Ülkede, her türlü tüketim malzemesinin fiyatları değil, hava alanlarının, otoyolların, köprülerin, tünellerin “Hazine garantili ödemeleri” bile dolarla... Bunlar ise hâlâ “Biz dolarla ilgilenmiyoruz” diyor, ilgilenmeye güçlerinin yetmediğini itiraf edemiyorlar!

Bütün yük Türk milletinin sırtına bindi. Halk bir cüzdanına bakıyor, bir de söylenenlere...

Sürekli dış mihraklar suçlanıp “Yerli ve milli” edebiyatı yapmakla işler daha fazla yürümeyecek!

Hangi yüzyılda yaşıyoruz?


Kadim okurlarımdan olan Elektrik Mühendisi ve Araştırmacı Yazar Semih Kalkanoğlu’ndan dün “Hangi yüzyılda yaşıyoruz?” diye ilginç bir e-posta aldım. Okurlarımla paylaşmak istiyorum:

“Sayın Turan, bu pazar sabahı televizyonda bir haber izledim.

Evli çiftin erkeği ölmüş. Erkeğin spermleri ölmeden önce alınıp Sperm Bankası’nda tutuluyor. Kadın 42 yaşında... Bu spermlerin naklini istiyor kendisine ve ölen kocasından bir çocuk sahibi olmayı arzu ediyor...

Mahkeme reddediyor (!) Neden? Çünkü çocuk babasız büyüyecekmiş!

Sağlık Bakanlığı da kadını reddediyor!

Ancak... Danıştay kadını haklı buluyor ve “Bir kadının çocuk sahibi olma hakkı elinden alınamaz” deniliyor.

Bu karar emsal olacak.

Nihayet “aklı başına, gerçek hukukçular da varmış” bu ülkede...

İşte bu tür olaylar gelişmiş Batı ülkelerinde yok. Aramızdaki uygarlık farkı bu!”

TEBESSÜM

Bir gün kör, bir gün dilsiz...


Adam, bir süre önce sabah işe giderken para verdiği kör dilencinin, bu defa çolak olduğunu görünce çok şaşırır...
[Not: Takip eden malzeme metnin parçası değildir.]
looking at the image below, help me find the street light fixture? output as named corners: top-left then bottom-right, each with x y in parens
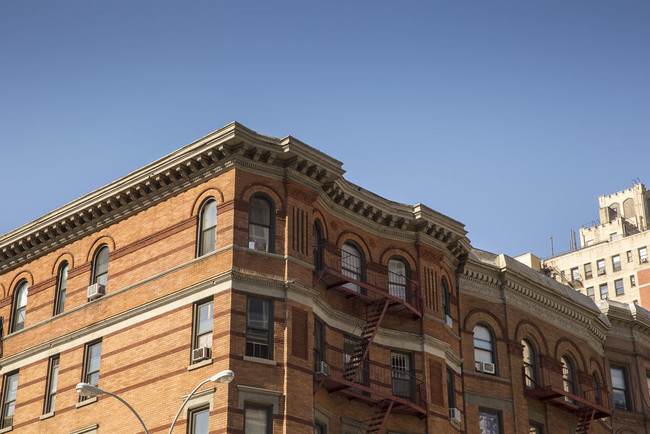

Ertesi gün aynı yerden geçerken dilenci bu kez sağır ve dilsizdir...

Dayanamayıp sorar:

“Yahu, sen her gün sakatlığını böyle değiştirir misin?”

Dilenci boynunu büker:

“Ne yapayım beyim, insanlar hep yenilik istiyor!”

GÜNÜN SÖZÜ

Tanrı’nın değirmeni ağır işler ama son derece iyi öğütür!